7. Il résulte de ce qui précède que M. D n'est pas fondé à exciper de l'illégalité de l'obligation de quitter le territoire français au soutien de ses conclusions tendant à l'annulation des autres décisions litigieuses.
8. Aux termes de l'article 3 de la convention européenne de sauvegarde des droits de l'homme et des libertés fondamentales : " Nul ne peut être soumis à la torture ni à des peines ou traitements inhumains ou dégradants ". Aux termes du dernier alinéa de l'article L.721-4 du code de l'entrée et du séjour des étrangers et du droit d'asile : " () Un étranger ne peut être éloigné à destination d'un pays s'il établit que sa vie ou sa liberté y sont menacées ou qu'il y est exposé à des traitements contraires aux stipulations de l'article 3 de la Convention européenne de sauvegarde des droits de l'homme et des libertés fondamentales du 4 novembre 1950 ".
9. Pour demander l'annulation de la décision fixant son pays de renvoi, M. D fait valoir, à l'appui d'un article émanant de l'organisation non gouvernementale Amnesty International et d'un article de presse, que le contexte politique et économique du Sri Lanka ne permet pas son renvoi dans ce pays.

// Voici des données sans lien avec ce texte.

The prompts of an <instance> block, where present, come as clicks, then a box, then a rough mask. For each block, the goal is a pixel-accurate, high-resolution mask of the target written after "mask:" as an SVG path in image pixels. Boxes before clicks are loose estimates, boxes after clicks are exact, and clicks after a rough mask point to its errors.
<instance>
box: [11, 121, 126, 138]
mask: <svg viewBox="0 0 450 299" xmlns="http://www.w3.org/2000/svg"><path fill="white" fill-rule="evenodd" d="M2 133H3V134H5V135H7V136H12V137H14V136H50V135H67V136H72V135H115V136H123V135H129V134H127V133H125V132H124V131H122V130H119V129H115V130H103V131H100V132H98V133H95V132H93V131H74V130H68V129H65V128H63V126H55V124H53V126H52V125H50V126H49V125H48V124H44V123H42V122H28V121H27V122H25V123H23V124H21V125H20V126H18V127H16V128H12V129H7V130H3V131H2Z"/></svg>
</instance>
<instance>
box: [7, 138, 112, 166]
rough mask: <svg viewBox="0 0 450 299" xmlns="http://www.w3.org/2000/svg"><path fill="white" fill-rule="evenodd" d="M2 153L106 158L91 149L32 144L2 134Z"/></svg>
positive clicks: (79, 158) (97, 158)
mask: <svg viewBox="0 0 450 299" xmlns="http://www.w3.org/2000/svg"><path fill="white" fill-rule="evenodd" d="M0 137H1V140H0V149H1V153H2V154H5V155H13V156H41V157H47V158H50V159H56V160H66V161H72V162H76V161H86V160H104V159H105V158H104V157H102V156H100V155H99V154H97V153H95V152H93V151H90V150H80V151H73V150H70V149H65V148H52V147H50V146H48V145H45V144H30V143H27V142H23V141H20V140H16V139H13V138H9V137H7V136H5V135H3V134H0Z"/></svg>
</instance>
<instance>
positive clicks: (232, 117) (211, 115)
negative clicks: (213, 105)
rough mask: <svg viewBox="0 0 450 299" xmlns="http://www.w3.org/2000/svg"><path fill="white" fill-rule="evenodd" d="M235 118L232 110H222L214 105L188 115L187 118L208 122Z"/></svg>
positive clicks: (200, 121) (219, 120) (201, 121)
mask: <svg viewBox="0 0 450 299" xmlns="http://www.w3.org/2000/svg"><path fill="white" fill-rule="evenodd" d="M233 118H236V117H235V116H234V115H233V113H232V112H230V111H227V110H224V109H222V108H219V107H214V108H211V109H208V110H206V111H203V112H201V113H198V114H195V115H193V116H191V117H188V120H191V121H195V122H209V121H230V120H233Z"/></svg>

Il fait également valoir que, selon la CNDA, " depuis l'élection de Gotabaya RAJAPAKSA en novembre 2019, le simple fait d'être tamoul peut entraîner des violences et des persécutions de la part d'acteurs privés comme des forces de sécurité, sans lien direct avec une activité politique ". Toutefois, le requérant se borne ainsi à faire état de la situation générale au Sri Lanka, et ce faisant, n'expose pas les conséquences du contexte décrit sur sa situation personnelle, ni n'établit aucun risque pesant sur lui. Il en résulte que M. D n'est pas fondé à soutenir qu'en fixant le Sri Lanka, pays dont il a la nationalité, comme pays de renvoi, le préfet de police a méconnu les stipulations précitées de l'article 3 de la convention européenne de sauvegarde des droits de l'homme et des libertés fondamentales ni les dispositions de l'article L. 721-4 du code de l'entrée et du séjour des étrangers et du droit d'asile.
10. Il résulte de tout ce qui précède que les conclusions à fin d'annulation présentées par M. D doivent être rejetées. Il y a lieu, par voie de conséquence, de rejeter ses conclusions relatives aux frais d'instance.
D E C I D E :
Article 1er : La requête de M. D est rejetée.
Article 2 : Le présent jugement sera notifié à M. E D et au préfet de police.
Rendu public par mise à disposition au greffe le 24 septembre 2024.
Le magistrat désigné,
L. Gauchard La greffière,
D. Bakouma
La République mande et ordonne au préfet de police en ce qui le concerne ou à tous commissaires de justice à ce requis en ce qui concerne les voies de droit commun contre les parties privées, de pourvoir à l'exécution de la présente décision.